Denzil Romero, nuestro narrador de prosa y de imaginación desmesurada, se propuso seguir, sin desmedro de páginas e incansable anecdotario la inagotable vida de Francisco de Miranda, oficial de la España del Rey, oficial en la batalla de Pensacola en Norteamérica, general de la Revolución Francesa, desertor, enmascarado bajo incontables nombres fingidos, coleccionista de una babélica biblioteca de saberes (leía a los griegos y a los latinos en sus propias lenguas), filósofo, melómano (amigo de Haydn, ejecutante de la flauta traversa),contertulio de príncipes, reinas, emperatrices, privanza de señores de palacio y amos de no pocos países, trotamundos de ciudades, palacios y paisajes de Turquía y ruinas de Pompeya, admirado por políticos e intelectuales de todo don, amante insaciable, frecuentador de alcobas, perseguido por desconocer el reino de España y bajo sospecha de espionaje (Napoleón lo creía un agente de la Corona Inglesa) y sobremanera insomne perseguidor de un sueño de indesmayable frenesí: la libertad de los países de la América del Sur, desde Venezuela (de la que fuera oriundo de una esquina caraqueña) hasta el infinito del Estrecho de Magallanes, los pueblos del mar Caribe y las costas del océano Atlántico y Pacifico, a los que imaginaba fundadores de un incanato.

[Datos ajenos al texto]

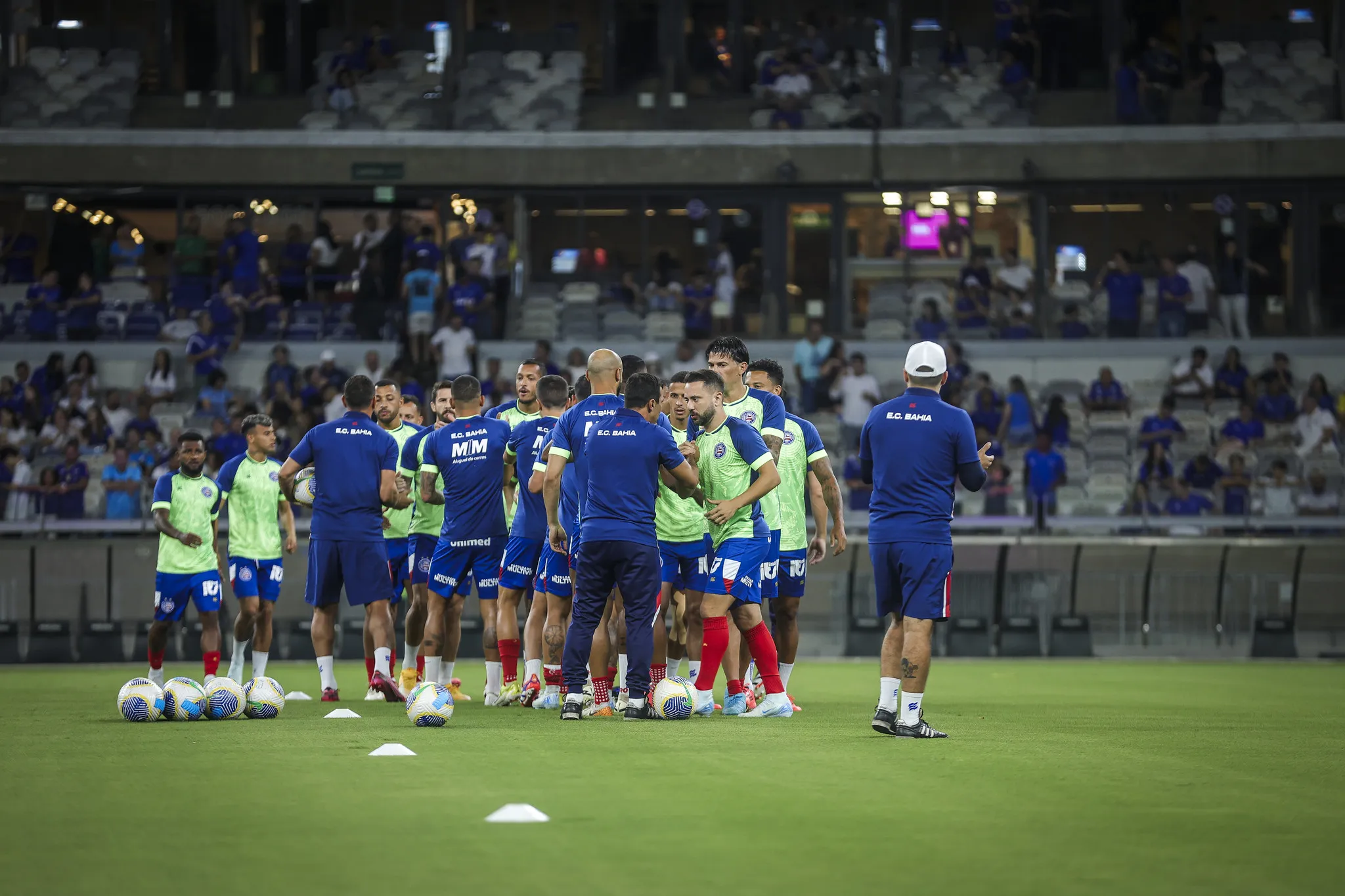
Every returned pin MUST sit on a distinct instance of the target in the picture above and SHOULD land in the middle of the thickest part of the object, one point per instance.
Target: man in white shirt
(1201, 288)
(857, 390)
(455, 350)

No podía menos el narrador de marras agotar los agobiados tomos de su novela que se anunciaba interminable sino la interrumpiera la apurada muerte que privó a su autor de una hazaña de dimensión proustiana.
Para copiar el muy cambiante semblante de nuestro Precursor de la Independencia (su perfil de moneda antigua, el aro de oro en el lóbulo izquierdo de su oreja, la mecha del cabello ceñido atrás por un lazo de marcada petulancia y la espigada estatura), Denzil Romero observó, sin duda largamente con la perspicacia de un minucioso invencionero, la semejanza del héroe trágico que le atribuyera Arturo Michelena a Eduardo Blanco: ese rictus del vencido, el entrecejo de amargura del reo que un día fuera el general de todos ejércitos de la malhadada Primera República, entregado por el joven Bolívar y su grupo de oficiales bisoños como traidor a los carceleros de Fernando VII. Harto frondosa y casi obsesiva reiteración acusa la prosa del autor de la aventura mirandina distrayéndose en los ratos del ocio amoroso del Generalísimo, su erotomanía contada con desafuero de quien fuera seguidor del barroquismo narrativo, sin duda deuda del estilo de Alejo Carpentier, ese levantado orfebre de la minucia descriptiva, el regusto por el detalle que recuerda las páginas de En busca del tiempo perdido de Marcel Proust y el gigantismo de Rabelais.
Acaso la obsesión de Denzil Romero en tardarse en revelar la vida orgiástica de quien acumulara innúmeros estantes de apretados volúmenes en mansión de Grafton Street hubiera enderezado su excesivo anecdotario orgiástico en abreviar el vicio del visitante de alcobas para darnos, por ejemplo, el contenido de su babélica biblioteca (dos y más habitaciones de su domicilio), como lo hiciera Arturo Uslar Pietri en su reveladora monografía. Acaso hubiera prolongado aún más su abultado anecdotario imaginando a Andrés Bello visitante de la biblioteca mirandina durante sus largos días londinense, de la que diera asimismo noticia el chileno Castillo Didier. Acaso el regusto barroco por lo erótico de Denzil Romero hubiera sido aprovechado por el realismo mágico de García Márquez.
La desmesura de la empresa narrativa del novelista venezolano de Aragua de Barcelona adolece, creemos, de esa inflada confidencia de alcobas en dar cuenta de la supuesta insaciable búsqueda del coito del Generalísimo, atribuida, sin retención alguna, a quien el destino reservara la culpa de la muerte de la Primera República y su consecuencia en una ergástula de la Carraca donde quedaron dispersadas en la huesa común la creación del sueño libertario del Generalísimo Francisco de Miranda y su pesadilla.